Brendon Park

    Brendon Park

    His daughter attacked by a patient. (REQ) She/her

    Brendon Park
    c.ai

    The nickname “Park the Shark” followed Brendon Park through every hallway of Pittsburgh Trauma Medical Center.

    Residents said it quietly when he prowled around trauma bays during assessments, circling interns and nurses with sharp eyes that caught every mistake before it happened. He hated wasted motion, hated pointless questions even more.

    Nobody took it personally anymore. That was simply how he operated: precise, relentless, terrifyingly efficient. Which was why the emergency department fell unusually silent when Park stormed through its doors after hearing his daughter had been injured.

    {{user}} sat on a gurney in a room still in blood-speckled scrubs, her right arm held stiffly against her side. An agitated psych patient had swung at her during restraint assistance, throwing her hard into the edge of a counter. Workplace violence wasn’t rare in emergency medicine. Everyone in the ER had scars from it eventually.

    But this time, it was Brendon Park’s daughter. A nervous second-year resident started giving report the second Park arrived. “She likely has an anterior dislocation and we already ordered-”

    “I can see that.” His voice was clipped enough to make the resident immediately step aside.

    Park’s attention locked onto {{user}} instead. His expression barely changed, but people who knew him well noticed the tension in his jaw. The barely controlled anger.

    “How long ago?” he asked.

    “Forty minutes,” she answered tightly.

    “And you waited that long before reduction?”

    She gave him a tired look. “I was busy being assaulted.”

    Park ignored everyone else completely after that. He stepped closer, assessing her shoulder with swift, practiced movements.
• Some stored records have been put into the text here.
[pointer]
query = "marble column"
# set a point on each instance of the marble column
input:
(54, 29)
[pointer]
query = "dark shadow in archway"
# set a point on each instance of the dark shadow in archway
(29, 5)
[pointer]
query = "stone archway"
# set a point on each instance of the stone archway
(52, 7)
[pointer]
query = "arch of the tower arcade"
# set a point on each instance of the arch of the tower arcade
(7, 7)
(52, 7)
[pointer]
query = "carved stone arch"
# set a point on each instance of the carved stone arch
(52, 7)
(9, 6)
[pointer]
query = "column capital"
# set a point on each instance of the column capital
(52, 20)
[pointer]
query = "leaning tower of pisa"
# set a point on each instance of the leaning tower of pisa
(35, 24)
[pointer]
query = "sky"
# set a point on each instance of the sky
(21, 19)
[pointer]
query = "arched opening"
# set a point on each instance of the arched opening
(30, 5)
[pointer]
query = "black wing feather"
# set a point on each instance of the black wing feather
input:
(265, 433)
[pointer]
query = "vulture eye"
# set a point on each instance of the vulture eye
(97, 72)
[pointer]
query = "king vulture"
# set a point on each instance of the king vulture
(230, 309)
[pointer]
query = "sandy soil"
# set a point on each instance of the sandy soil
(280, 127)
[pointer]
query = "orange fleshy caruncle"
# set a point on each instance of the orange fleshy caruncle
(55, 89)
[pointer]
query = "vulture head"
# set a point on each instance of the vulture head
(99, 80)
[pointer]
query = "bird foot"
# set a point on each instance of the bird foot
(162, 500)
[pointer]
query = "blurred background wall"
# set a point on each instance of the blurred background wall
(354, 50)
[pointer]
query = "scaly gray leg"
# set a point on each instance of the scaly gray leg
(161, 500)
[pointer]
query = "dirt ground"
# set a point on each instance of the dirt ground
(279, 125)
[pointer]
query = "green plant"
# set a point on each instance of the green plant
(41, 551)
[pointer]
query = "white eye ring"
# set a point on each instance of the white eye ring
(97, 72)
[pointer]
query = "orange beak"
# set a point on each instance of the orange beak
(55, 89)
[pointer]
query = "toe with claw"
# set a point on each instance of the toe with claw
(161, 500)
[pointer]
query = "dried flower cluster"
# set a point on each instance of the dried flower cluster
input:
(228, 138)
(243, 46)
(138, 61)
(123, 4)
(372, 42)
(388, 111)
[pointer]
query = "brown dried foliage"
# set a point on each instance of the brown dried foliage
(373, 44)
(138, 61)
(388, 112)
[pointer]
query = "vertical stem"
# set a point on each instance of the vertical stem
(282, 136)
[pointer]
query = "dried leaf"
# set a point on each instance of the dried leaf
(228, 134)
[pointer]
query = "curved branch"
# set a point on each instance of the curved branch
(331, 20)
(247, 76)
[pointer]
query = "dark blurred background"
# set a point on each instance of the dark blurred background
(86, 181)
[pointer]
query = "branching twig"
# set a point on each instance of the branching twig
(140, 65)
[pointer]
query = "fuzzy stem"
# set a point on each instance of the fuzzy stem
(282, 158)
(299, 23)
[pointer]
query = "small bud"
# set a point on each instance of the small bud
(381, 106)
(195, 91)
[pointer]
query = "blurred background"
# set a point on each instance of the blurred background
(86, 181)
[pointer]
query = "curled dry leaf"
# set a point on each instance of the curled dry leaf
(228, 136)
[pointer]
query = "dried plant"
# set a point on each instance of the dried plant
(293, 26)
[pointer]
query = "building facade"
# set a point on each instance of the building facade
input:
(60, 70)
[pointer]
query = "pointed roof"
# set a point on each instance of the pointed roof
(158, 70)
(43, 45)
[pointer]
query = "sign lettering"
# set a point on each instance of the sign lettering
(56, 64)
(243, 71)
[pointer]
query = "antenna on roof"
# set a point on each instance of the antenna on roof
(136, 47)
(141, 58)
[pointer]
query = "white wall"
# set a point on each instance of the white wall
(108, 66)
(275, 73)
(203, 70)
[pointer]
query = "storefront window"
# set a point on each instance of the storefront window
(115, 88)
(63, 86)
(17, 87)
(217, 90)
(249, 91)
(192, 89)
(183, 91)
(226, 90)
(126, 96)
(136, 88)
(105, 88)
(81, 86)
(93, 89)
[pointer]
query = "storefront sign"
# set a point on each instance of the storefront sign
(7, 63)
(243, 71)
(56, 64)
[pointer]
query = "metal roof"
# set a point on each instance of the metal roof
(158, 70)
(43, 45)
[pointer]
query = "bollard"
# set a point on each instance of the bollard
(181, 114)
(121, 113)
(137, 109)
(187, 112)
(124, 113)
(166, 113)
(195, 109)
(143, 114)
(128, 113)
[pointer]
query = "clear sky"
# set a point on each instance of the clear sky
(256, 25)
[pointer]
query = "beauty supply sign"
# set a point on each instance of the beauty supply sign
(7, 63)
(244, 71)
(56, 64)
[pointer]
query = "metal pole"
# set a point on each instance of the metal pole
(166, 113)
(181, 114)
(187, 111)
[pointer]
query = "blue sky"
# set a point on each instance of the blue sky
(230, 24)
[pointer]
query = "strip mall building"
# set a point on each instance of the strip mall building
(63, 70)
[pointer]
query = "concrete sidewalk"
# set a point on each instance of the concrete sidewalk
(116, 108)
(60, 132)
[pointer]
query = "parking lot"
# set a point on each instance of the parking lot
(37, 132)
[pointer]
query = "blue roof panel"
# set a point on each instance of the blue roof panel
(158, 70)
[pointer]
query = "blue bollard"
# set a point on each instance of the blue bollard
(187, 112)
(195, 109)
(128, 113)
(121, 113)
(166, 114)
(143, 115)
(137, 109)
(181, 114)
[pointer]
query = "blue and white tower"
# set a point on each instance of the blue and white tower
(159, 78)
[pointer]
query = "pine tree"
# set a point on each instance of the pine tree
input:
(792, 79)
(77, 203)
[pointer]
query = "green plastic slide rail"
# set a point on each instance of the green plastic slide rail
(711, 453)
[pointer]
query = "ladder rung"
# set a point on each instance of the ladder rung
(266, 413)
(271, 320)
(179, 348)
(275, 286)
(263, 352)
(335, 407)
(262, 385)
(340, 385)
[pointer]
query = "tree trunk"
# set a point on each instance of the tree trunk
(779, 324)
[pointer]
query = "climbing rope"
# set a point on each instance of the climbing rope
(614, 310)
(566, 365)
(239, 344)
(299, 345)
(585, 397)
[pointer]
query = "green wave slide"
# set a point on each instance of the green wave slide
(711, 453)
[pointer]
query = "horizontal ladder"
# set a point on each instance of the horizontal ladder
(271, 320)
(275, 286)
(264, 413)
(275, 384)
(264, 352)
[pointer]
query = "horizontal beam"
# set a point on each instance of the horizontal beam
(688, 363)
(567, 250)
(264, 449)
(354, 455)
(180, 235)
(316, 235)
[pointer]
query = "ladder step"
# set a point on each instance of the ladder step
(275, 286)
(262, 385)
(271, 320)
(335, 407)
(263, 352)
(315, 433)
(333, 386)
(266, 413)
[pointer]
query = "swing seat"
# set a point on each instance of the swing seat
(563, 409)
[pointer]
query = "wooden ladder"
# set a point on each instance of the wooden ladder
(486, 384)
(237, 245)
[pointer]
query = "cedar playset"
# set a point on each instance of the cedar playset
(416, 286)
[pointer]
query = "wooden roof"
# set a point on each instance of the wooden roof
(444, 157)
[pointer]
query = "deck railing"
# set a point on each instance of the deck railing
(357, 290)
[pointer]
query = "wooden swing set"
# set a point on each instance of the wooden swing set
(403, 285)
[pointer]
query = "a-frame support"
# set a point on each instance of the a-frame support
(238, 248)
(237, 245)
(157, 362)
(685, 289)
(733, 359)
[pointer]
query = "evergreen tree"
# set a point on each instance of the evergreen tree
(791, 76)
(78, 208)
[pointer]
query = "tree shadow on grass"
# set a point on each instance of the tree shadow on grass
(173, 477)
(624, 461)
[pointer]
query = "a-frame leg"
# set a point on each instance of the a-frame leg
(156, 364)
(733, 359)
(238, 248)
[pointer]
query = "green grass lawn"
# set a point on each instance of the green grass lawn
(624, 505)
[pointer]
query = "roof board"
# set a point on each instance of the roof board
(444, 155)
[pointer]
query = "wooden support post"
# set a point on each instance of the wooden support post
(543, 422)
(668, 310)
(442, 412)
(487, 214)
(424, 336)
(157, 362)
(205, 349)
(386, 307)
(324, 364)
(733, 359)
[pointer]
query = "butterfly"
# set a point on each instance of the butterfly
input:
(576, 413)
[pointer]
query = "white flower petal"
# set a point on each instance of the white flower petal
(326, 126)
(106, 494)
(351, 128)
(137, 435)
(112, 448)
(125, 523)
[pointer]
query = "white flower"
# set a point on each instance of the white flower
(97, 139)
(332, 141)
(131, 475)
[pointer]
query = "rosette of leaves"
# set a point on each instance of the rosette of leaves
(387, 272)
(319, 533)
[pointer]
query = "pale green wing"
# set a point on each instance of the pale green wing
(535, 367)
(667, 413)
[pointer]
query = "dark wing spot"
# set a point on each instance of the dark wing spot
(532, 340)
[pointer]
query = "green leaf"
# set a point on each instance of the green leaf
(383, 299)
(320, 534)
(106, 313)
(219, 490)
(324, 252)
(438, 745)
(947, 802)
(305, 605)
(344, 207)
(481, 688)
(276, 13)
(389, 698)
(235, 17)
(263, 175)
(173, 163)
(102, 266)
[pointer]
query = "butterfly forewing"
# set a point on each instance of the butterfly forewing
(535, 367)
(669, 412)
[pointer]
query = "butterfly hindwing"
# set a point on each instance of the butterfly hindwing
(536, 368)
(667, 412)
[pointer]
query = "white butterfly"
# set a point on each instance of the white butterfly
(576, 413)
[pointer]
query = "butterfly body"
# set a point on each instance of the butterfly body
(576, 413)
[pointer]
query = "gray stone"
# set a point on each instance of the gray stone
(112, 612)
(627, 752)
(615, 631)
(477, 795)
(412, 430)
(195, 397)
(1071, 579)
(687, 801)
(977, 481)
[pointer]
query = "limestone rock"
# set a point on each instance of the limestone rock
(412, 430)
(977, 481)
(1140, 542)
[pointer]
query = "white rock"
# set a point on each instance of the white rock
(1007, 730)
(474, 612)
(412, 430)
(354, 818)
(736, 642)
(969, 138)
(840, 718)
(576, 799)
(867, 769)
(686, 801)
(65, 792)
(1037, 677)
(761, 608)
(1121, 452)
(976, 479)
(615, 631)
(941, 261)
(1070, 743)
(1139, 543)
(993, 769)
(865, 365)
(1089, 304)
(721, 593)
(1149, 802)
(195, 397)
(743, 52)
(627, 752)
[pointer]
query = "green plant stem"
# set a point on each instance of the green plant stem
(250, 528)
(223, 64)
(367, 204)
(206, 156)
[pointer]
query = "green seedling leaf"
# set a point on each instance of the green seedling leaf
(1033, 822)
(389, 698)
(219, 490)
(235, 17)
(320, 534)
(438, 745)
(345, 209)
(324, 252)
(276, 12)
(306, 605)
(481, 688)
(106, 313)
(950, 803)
Even injured, {{user}} noticed the familiar way he circled her bed once, thinking through the injury like he did every patient.

    Only this time his hands were gentler. The same surgeon who intimidated entire operating rooms suddenly looked one inconvenience away from personally hunting down the patient responsible. “You’re tense,” he muttered while preparing to reduce the joint.

    “Because my shoulder is dislocated.”

    “That attitude isn’t helping.”

    “That’s genetic.”

    For half a second, the corner of his mouth twitched.

    The room watched in stunned silence as Park carefully stabilized her arm. Normally during procedures he narrated instructions like commands in battle. With {{user}}, his voice dropped lower. “Deep breath.”

    Park the Shark might terrify everyone else in the hospital. But with his daughter, the protective father always surfaced eventually.